A fun read, as always, Kirk. You do have a way with words.
Craig, making selfies while pumping gas is one of my absolute favorite things to do. We must embrace challenges and danger to do ridiculously good and valuable art. If my selfie makes one person even slightly smile then maybe it will be worth possible self-immolation in front of the Seven Eleven... And if I don't die that day there's is always the reward of being able to take a selfie with a Big Gulp cup in one hand. 64 ounces of fun and a phone. Sounds like a project coming on....
Golly JerseyT, It was just a regular old breakfast taco with some lousy Keurig coffee on the side.... Must have been today's swim workout. Long distance stuff always leaves too much time to ruminate...
In the hands of Henry White the selfie stick becomes a deadly weapon, a precision surveillance tool and, perhaps most interestingly, a sushi making system.
Kirk,
It was interesting to read this post since just this morning I finished making what is clearly for me the appropriately self-aggrandizing digital self imaging rig. I took one of those beer drinking hats with the cans on either side and replaced the cans with Gopros to provide context for myself being at the center of all things and then attached a selfie stick to the hat for instant selfies. I am using the tubing that came with the hat and is now hooked up to a small battery powered compressor in my back pocket to provide hot air to control all the cameras.
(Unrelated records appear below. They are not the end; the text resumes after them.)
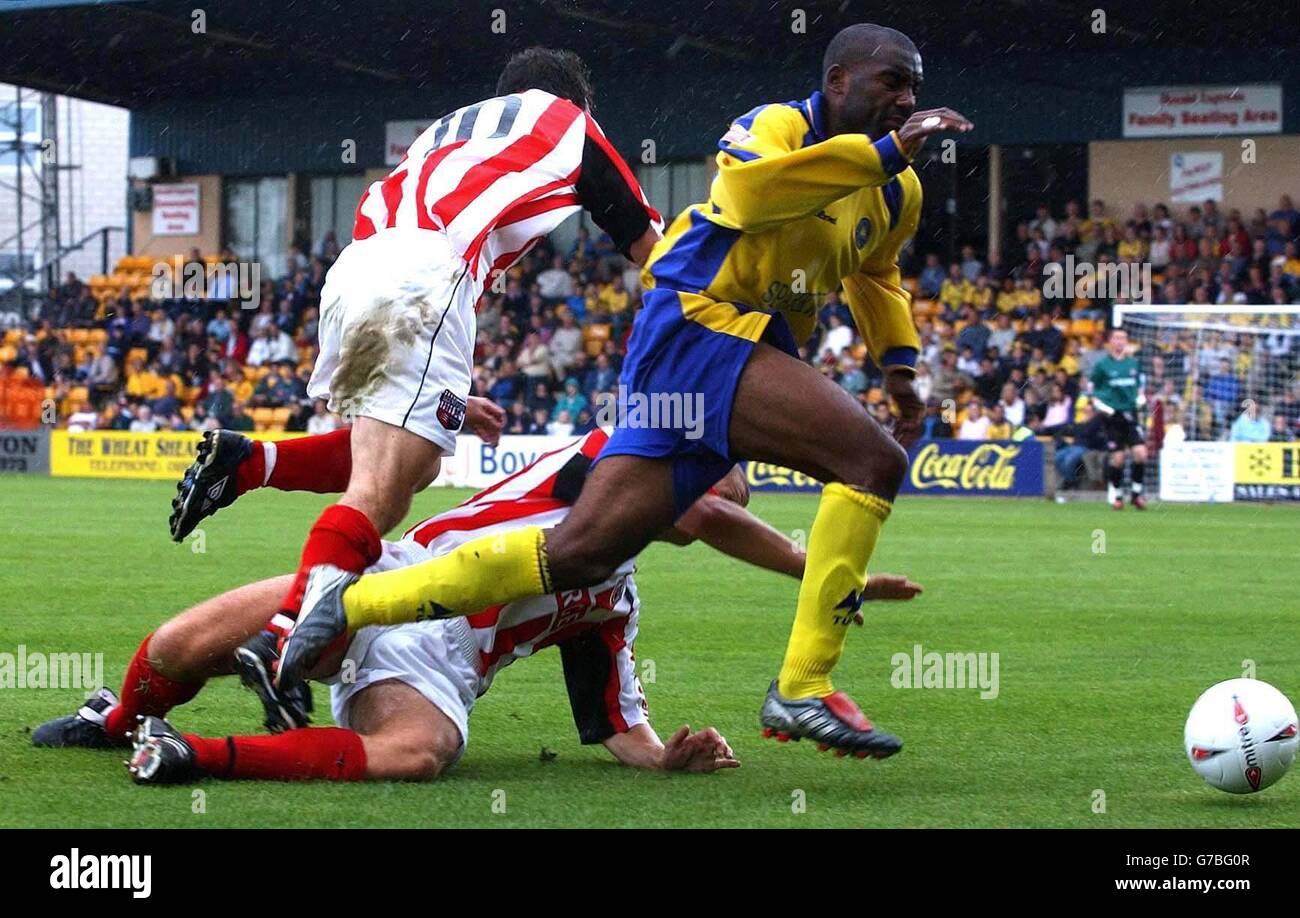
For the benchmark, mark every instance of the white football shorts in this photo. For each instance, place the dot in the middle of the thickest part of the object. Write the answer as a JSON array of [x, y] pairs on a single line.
[[397, 334], [434, 658]]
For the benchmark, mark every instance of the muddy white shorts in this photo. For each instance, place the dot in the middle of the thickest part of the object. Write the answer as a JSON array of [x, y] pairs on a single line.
[[397, 334], [434, 658]]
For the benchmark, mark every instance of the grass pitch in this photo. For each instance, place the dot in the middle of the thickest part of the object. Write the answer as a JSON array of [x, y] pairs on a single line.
[[1101, 654]]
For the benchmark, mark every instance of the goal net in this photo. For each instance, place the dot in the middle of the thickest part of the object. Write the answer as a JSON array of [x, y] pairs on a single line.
[[1217, 372]]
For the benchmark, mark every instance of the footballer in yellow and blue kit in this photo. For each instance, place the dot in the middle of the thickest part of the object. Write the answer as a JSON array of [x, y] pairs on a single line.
[[791, 216]]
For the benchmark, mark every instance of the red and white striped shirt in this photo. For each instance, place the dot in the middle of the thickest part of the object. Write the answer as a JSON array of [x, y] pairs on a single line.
[[594, 627], [502, 173]]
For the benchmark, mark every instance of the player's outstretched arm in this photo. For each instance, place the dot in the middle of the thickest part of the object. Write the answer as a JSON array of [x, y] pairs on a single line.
[[641, 748]]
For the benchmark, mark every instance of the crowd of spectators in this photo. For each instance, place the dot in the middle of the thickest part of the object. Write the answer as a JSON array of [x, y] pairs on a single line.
[[1001, 356], [1008, 354]]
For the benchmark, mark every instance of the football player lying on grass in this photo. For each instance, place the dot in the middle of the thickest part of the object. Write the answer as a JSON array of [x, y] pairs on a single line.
[[402, 695]]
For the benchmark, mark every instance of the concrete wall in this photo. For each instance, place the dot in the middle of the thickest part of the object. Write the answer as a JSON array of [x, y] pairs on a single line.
[[1129, 172]]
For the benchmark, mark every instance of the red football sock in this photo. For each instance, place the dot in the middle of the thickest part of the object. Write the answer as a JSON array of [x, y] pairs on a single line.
[[343, 537], [321, 464], [146, 691], [252, 471], [332, 753]]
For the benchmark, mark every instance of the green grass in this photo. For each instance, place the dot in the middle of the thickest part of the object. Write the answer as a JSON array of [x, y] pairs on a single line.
[[1100, 658]]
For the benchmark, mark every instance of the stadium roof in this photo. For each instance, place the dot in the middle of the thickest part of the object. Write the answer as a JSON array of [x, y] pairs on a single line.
[[143, 52]]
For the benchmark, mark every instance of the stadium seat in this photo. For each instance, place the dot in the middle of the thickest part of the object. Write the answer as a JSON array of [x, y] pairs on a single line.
[[594, 337]]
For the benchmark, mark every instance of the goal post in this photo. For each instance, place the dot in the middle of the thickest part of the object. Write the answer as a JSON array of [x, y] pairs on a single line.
[[1222, 386], [1207, 366]]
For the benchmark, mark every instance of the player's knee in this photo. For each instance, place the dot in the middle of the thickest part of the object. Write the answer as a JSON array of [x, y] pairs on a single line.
[[424, 766], [878, 467], [579, 561], [170, 652]]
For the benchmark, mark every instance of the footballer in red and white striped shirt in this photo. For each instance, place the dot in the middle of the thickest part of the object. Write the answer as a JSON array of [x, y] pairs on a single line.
[[397, 325], [403, 695]]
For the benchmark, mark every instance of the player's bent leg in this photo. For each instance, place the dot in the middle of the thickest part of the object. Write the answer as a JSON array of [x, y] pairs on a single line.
[[610, 522], [1116, 480], [228, 466], [789, 414], [200, 641], [169, 667], [1139, 476], [406, 737], [389, 466]]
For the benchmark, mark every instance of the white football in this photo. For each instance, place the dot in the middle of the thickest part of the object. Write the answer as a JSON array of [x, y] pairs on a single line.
[[1242, 735]]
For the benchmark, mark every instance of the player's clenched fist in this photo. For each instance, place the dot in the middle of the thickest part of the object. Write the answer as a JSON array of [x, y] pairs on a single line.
[[931, 121], [705, 750]]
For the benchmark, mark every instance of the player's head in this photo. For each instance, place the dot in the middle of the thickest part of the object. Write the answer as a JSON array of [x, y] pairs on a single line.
[[870, 77], [562, 73]]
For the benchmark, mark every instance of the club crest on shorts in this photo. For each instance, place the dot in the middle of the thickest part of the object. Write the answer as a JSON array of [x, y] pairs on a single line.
[[861, 233], [451, 410]]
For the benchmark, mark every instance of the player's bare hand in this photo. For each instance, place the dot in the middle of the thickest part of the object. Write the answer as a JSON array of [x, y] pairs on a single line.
[[931, 121], [733, 486], [909, 406], [888, 587], [701, 752], [485, 418]]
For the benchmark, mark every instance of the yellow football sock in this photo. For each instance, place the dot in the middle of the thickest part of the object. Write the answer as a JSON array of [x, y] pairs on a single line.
[[488, 571], [844, 536]]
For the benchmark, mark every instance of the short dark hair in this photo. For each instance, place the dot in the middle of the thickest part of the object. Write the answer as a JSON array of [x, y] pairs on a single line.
[[562, 73]]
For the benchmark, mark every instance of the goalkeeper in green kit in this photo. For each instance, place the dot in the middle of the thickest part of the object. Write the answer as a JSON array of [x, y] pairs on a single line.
[[1117, 394]]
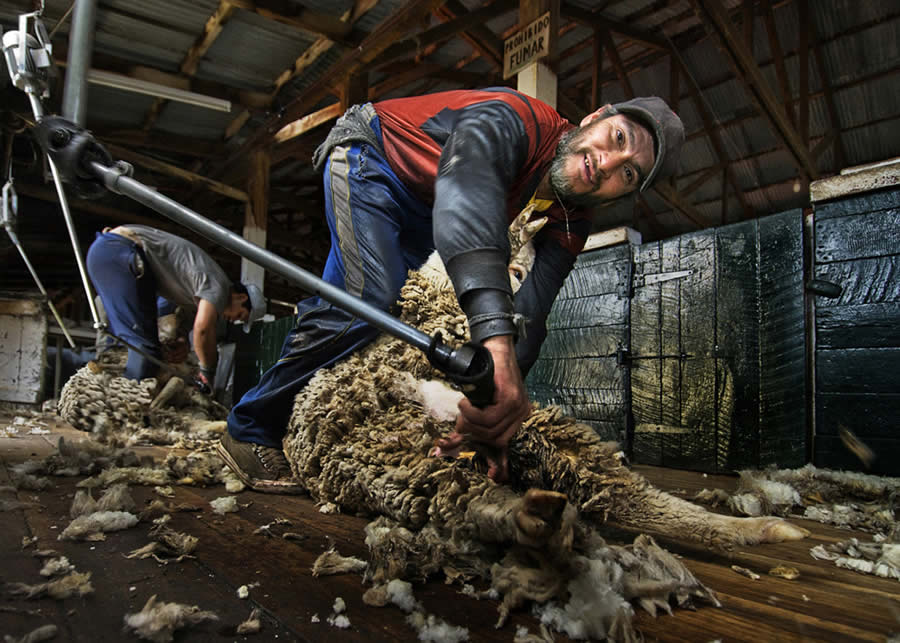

As good as this is, I may replace the selfie stick with an umbrella skeleton that I could mount multiple cellphones on to get captures of all my best angles.
Fred
Feeling a bit misanthropic today, Kirk?
No Mike, this is absolutely serious career changing stuff. I would never stoop to humor or hyperbole where important imaging is concerned. Got some extra phones you want to sell me?
Bah humbug! Selfie schmelfie! 6 second videos on Vine - that is where it's at!
However, the selfie-stick may still prove useful when you share your pearls of wisdom in episodes where even viewers with severe ADD will hang on to the end...!
umm..... the Truman show2? if you don't have that budget at least get a drone.... geez its almost 2016 ...selfies were so last year last year !
Hahaha - poor studio dog! She's so last millenium!
What I find most amazing about the selfie trend is how Cindy Sherman managed to create the definitive high-art satire of it before it even existed. Maybe that means that our collective narcissism is what's driving all these new technologies, rather than vice-versa as we often suspect?
Pretty woman. If I looked that good, I'd take some selfies too.